If we are really lucky, the other person will begin to see the areas where there is agreement or appreciation. If we reach this stage, then we might reach an opportunity for collaboration or at least compromise. Unfortunately, though, debates bog down in the first step (“what’s wrong”) or the second step (“clarifying”) and very seldom make it to the third step (“appreciation” or “acknowledgement”).


Appreciate or Acknowledge: Something almost magical can happen, however, if we simply go against our natural instincts and reverse the order of the conversation. While it is not biologically “natural”, if we consciously look for where we agree with the other person first, or spend the time up front to let the other person know that we have heard their words, the rest of the conversation often goes much easier. We do not have to agree with the other person, only let them know first that they have been heard. As retired FBI hostage negotiator Chris Voss says, you can Acknowledge and listen to the other side without giving in to any of their demands. Many people are just fighting to be heard (including terrorists), and will stop fighting once they know that they have been heard.


Clarifying or Confirming Questions: Another great way to let someone know that they have been heard, and get ahead of misunderstandings is to follow up acknowledgements with clarifying or confirming questions. Even if you think that you understand what the other person is saying, ask a Confirming Question anyway. In our experience when people ask confirming questions, half of the time they find that their understanding was based on assumptions that get fixed through confirming questions.
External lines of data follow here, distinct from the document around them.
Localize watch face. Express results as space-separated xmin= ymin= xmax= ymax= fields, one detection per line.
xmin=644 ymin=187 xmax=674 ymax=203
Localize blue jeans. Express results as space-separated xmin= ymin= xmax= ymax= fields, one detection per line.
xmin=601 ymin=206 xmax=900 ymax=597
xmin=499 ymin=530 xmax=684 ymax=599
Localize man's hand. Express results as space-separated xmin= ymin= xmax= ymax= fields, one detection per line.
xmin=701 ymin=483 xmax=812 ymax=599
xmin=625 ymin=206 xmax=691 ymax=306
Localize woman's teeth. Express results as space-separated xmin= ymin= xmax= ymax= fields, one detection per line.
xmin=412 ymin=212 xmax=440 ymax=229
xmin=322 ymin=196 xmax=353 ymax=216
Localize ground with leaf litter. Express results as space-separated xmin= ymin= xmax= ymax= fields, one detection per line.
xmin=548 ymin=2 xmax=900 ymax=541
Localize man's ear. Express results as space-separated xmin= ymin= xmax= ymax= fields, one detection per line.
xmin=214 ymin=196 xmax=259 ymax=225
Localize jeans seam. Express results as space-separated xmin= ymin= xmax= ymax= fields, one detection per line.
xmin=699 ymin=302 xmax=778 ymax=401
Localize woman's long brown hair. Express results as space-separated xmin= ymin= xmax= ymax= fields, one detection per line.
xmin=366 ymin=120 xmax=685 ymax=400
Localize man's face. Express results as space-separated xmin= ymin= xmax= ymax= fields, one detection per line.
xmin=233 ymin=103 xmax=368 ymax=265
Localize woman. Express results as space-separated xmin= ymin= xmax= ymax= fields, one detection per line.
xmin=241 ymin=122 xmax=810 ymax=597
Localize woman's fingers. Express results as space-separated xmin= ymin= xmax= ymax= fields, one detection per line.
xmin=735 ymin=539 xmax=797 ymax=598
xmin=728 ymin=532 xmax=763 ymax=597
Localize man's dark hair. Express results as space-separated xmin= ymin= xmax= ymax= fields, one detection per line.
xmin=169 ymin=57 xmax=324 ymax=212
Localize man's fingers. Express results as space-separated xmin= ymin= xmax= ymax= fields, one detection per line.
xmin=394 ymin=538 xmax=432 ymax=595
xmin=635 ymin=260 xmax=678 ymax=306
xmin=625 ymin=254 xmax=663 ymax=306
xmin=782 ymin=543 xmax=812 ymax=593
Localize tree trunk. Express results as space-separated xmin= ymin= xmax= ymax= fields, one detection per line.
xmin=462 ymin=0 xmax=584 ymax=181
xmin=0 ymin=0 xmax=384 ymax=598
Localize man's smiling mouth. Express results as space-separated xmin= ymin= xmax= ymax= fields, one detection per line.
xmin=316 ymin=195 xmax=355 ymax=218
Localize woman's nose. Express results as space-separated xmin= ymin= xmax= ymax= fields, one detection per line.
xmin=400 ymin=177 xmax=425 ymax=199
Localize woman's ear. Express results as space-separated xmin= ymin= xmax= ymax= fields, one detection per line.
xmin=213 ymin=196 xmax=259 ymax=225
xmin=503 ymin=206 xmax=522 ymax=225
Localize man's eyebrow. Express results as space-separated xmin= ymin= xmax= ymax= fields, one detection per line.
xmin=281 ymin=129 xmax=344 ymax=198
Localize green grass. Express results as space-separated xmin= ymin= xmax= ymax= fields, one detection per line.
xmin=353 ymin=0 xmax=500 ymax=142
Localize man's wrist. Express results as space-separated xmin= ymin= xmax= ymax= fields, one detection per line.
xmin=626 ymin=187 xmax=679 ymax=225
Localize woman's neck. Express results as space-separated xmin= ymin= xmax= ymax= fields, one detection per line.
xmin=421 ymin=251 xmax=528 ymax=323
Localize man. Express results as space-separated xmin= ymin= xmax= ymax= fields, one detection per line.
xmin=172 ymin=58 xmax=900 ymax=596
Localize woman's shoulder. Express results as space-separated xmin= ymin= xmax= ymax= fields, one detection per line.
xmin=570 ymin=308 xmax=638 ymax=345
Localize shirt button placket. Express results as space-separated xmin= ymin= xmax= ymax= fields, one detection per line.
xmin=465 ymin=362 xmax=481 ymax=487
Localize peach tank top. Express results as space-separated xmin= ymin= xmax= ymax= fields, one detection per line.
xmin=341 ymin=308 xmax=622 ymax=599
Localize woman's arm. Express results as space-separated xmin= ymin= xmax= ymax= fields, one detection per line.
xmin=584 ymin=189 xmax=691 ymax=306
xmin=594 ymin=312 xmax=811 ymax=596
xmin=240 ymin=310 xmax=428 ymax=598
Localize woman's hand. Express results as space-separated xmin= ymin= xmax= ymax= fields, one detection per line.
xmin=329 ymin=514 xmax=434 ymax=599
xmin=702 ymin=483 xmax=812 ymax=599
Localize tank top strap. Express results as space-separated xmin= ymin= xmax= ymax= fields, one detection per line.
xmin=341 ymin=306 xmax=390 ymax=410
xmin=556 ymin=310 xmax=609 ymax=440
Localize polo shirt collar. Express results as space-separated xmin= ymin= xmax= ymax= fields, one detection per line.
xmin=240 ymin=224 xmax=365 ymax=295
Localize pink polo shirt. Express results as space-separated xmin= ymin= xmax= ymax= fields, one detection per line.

Enhancements or Evolutions: Once we are on the same page, the last technique that helps build collaborative thinking is to add to the ideas of the other person instead of throwing them away or replacing them with our own. In the world of Improv Acting this technique is called “Yes, And”. Actors are taught to accept the idea of their scene partners and add to it. Look for what you can use in the contributions of others. After all, often a lot of time and effort went into the building of their ideas, and enhancing or evolving their ideas can be seen as a sign of respect.


The Origins of Double Aces: This idea of offering Appreciations first came from teachers working with younger students. Young students can get overwhelmed with new tasks and ideas. A great way to encourage them to keep trying is to give them lots of encouragement and praise, then ask them questions about how they are thinking about the problem, before offering suggestions. Teachers called this “Praise, Question, Polish”. Eventually they were so used to doing this with kids that they instinctively started doing “Praise, Question, Polish” or “PQP” with each other during meetings and staff development. In doing so, they discovered that this approach had nothing to do with age, but was really just an awesome way of collaborating.